Shuttering surface is therefore checked for any damage to its surface and excessive roughness before use. Form Work is erected true to line and the shapes and dimensions required for the work.

It is designed to carry without deformation the full weight of wet concrete and other incidental live loads. It should also withstand the effect of vibration, without deflection, bulging, distortion or loosening of its parts. The site Engineer is responsible for the sufficiency of all formwork, centring and moulds.

All joints are tongued and grooved and sufficiently tight to prevent leakage of cement paste. All formwork is removed without shock or vibration such as would damage the concrete.

Before the soffit forms and props are removed Site Engineer ensures that the concrete has hardened sufficiently and is removed with the approval of the Project Head/Project Engineer.

Concrete surfaces that are to be finished with cement rendering are thoroughly hacked with hand tools immediately after removal of formwork to bring the adequate bond between the concrete and cement rendering.

Removal of Formwork

In normal circumstances and where ordinary Portland cement is used, forms may generally be removed after the expiry of the periods as specified in IS 456:2000 or as per requirements.

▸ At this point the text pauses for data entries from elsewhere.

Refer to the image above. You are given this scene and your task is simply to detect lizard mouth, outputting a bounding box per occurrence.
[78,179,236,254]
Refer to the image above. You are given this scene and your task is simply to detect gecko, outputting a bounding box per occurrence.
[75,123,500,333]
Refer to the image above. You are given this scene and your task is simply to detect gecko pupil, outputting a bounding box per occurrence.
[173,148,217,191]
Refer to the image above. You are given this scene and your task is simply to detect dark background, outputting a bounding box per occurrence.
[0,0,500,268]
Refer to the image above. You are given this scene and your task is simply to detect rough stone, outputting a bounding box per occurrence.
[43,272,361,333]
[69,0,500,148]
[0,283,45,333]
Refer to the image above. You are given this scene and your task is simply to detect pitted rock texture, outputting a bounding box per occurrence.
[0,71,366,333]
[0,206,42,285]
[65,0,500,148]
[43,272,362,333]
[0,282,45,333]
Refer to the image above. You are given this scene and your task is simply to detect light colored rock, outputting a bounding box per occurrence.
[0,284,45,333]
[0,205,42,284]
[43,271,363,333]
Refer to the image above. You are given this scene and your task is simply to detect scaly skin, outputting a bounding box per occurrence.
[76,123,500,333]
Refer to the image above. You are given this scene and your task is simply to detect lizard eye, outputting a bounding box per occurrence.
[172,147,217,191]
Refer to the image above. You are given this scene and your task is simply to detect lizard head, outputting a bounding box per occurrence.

  • While de- shuttering formwork of columns, it is ensured that the edges of columns are protected.
  • While de-shuttering the external sides of the floor beams, it is ensured that nobody is working nearby area, so as to prevent possible accidents. and
  • During de- shuttering the internal beam sides, it is ensured that supports of slab and beam bottom are not disturbed.

De-shuttering of slab plates is done after making scaffolding. No plates should be removed from the slab without proper scaffolding, as otherwise plates would be thrown down to ground level. It is ensured all shuttering material like plates, props,
spans, plywood shutters are brought down using rope and pulley so that materials are not damaged.

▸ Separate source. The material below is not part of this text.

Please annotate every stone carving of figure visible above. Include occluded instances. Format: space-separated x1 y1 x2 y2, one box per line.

Minimum period of Formwork

Types of Formwork

There are 5 types of formwork

  • Foundation formwork
  • Column formwork
  • wall formwork
  • Beam formwork and
  • Ceiling formwork

Causes of Failure

Formwork is responsible for a large number of construction-related accidents. The fundamental reasons are as follows

  1. Wet concrete-carrying structure that is unstable, or severe weakness and overstress
  2. Structure with no diagonal bracing that is subjected to significant lateral loads
  3. Human error, negligence, and overconfidence are all examples
  4. Premature form erosion
  5. Props of insufficient size and spacing
  6. Due to the heaping of concrete, the load is concentrated.
  7. Cross bracing and horizontal bracing are insufficient.
  8. Poor soil SBC causes sinking of supports/props.
  9. Failure to keep the concrete casting process moving at the right pace and in the right order.
  10. Placing rolled steel members improperly
  11. The impact of girder supports being pre-stressed
  12. Existing structure stabilization

Uses of Formwork

  • Provides safety to workers during construction.
  • Supports the structure while concreting to the shape required.
  • good formwork minimizes the time of construction and provides quality surface finishing.